В общем, было что сказать Верке, но… не посмела. Потому что все из ближнего окружения прекрасно знают, что представляет собою Кочерга (так за глаза обзывают Ирину недоброжелатели). Одно слово — стерва, каких поискать. Красивая холеная тигрица, капризная, балованная, жестокосердная и своенравная, палец не то что в рот — близко к зубам не подноси, откусит по самый копчик…
Погуляв по кабинету минут пять под нахальные увещевания Шевчука, Ирина слегка остыла и собиралась было чистосердечно раскаяться в дрянном поведении. Надо будет Верку реабилитировать по приезде, какая, к черту, может быть творческая работа с клиентом, когда этак вот гоняют? Еще передаст свои недоброжелательные флюиды во время массажа — потом до следующего сеанса будет дурное настроение. Или вообще сглазит, тогда прыщ на носу вскочит в самый неподходящий момент. А с прыщом — нехорошо. Убого как-то — с прыщом. Мужики глазами не пожирают. Или пожирают, но с подтекстом: «Вдуть бы этой… прыщавой. По самое здрасьте, чтобы прыщ отскочил…» Брр!

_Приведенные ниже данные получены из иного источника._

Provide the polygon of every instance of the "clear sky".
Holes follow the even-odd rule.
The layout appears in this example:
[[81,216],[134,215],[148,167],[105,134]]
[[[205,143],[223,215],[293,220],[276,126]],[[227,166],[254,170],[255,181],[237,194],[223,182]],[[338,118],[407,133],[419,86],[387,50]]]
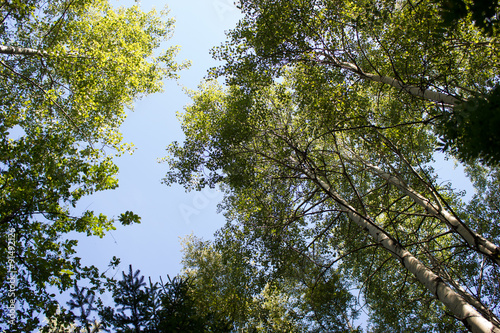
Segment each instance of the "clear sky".
[[[135,3],[111,1],[115,6]],[[117,256],[122,262],[118,273],[132,264],[146,277],[158,280],[159,276],[179,273],[181,237],[193,233],[210,239],[224,224],[223,216],[216,214],[216,206],[222,198],[220,193],[186,193],[180,186],[161,184],[167,165],[157,163],[157,159],[165,156],[169,143],[183,140],[176,112],[182,112],[190,100],[182,87],[195,89],[207,69],[216,65],[209,50],[225,41],[224,31],[235,26],[240,14],[232,0],[144,0],[140,4],[143,10],[169,7],[176,27],[166,47],[179,45],[181,51],[177,60],[190,60],[192,65],[181,72],[178,82],[167,81],[163,93],[138,101],[135,111],[128,115],[122,127],[124,141],[134,143],[137,149],[132,156],[115,161],[120,168],[120,187],[98,193],[79,204],[81,210],[88,208],[115,217],[131,210],[141,216],[142,223],[127,227],[117,225],[117,230],[102,239],[78,236],[77,255],[84,263],[103,270],[109,260]],[[463,179],[460,170],[454,170],[450,163],[439,163],[436,171],[445,181]]]
[[[114,6],[135,3],[111,2]],[[144,0],[140,5],[145,11],[168,6],[176,27],[165,47],[179,45],[177,60],[190,60],[192,65],[180,73],[178,82],[167,81],[163,93],[143,98],[129,113],[122,133],[124,141],[134,143],[136,151],[115,160],[120,168],[119,188],[97,193],[78,205],[79,210],[88,208],[115,217],[131,210],[141,216],[142,223],[117,225],[117,230],[102,239],[78,235],[77,255],[85,264],[100,269],[106,269],[109,260],[117,256],[122,262],[118,272],[132,264],[146,277],[158,280],[159,276],[179,273],[180,237],[193,233],[209,239],[224,224],[223,216],[216,214],[220,193],[186,193],[180,186],[161,184],[167,165],[157,163],[157,159],[165,156],[169,143],[183,140],[176,112],[182,112],[190,100],[182,87],[196,89],[207,69],[217,64],[209,50],[225,40],[224,31],[235,26],[240,14],[232,0]]]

— Все мы люди, Верунчик, — благостным голосом произнесла Ирина, остановившись перед огромным зеркалом в полстены, вделанным в бронзовую завитушечную раму, и репетируя покаянное выражение лица. — Да, все мы люди и подвержены вспышкам дурного настроения, обусловленного негативным воздействием среды. В смысле, не дня недели, а окружающей нас действительности. Не сердись на старую дуру за нервный срыв, — будешь в моем возрасте — сама поймешь, что к чему. А флакончик этот я тебе дарю — в компенсацию за моральный ущерб. А на будущее…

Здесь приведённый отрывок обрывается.